Global Relational Models of Source Code

Vincent Josua Hellendoorn

Petros Maniatis

Rishabh Singh

Charles Sutton

David Bieber

International Conference on Learning Representations (ICLR) (2020)

Download Google Scholar

Abstract

Models of code can learn distributed representations of a program’s syntax and
semantics to predict many non-trivial properties of a program. Recent state-of-the-art models leverage highly structured representations of programs, such as
trees, graphs and paths therein (e.g., data-flow relations), which are precise and
abundantly available for code. This provides a strong inductive bias towards semantically
meaningful relations, yielding more generalizable representations than
classical sequence-based models.
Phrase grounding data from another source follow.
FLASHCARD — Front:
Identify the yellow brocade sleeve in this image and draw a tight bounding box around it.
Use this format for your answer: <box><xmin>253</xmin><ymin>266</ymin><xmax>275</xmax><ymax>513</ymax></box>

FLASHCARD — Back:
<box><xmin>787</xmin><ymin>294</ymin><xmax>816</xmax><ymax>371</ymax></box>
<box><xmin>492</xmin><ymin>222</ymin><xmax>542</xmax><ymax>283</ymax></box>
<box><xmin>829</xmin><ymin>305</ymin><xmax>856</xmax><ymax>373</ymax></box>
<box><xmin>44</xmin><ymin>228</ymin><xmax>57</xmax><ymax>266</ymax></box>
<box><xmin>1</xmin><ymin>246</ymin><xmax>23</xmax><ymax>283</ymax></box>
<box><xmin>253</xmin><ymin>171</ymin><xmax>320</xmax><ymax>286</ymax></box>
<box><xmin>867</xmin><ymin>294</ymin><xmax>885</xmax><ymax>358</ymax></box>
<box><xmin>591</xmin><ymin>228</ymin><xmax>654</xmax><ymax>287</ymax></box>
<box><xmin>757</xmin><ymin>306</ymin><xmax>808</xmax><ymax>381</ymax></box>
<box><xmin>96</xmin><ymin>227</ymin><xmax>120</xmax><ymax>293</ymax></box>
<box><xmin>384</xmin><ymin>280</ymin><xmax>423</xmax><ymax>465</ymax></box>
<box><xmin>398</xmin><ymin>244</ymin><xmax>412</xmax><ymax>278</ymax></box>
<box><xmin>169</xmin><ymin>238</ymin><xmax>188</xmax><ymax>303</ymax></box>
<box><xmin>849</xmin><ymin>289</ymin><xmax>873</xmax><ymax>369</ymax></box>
Unfortunately, these models primarily rely on
graph-based message passing to represent relations in code, which makes them
de facto local due to the high cost of message-passing steps, quite in contrast to
modern, global sequence-based models, such as the Transformer. In this work,
we bridge this divide between global and structured models by introducing two
new hybrid model families that are both global and incorporate structural bias:
Graph Sandwiches, which wrap traditional (gated) graph message-passing layers
in sequential message-passing layers; and Graph Relational Embedding Attention
Transformers (GREAT for short), which bias traditional Transformers with
relational information from graph edge types. By studying a popular, non-trivial
program repair task, variable-misuse identification, we explore the relative merits
of traditional and hybrid model families for code representation. Starting with a
graph-based model that already improves upon the prior state-of-the-art for this
task by 20%, we show that our proposed hybrid models improve an additional
10–15%, while training both faster and using fewer parameters.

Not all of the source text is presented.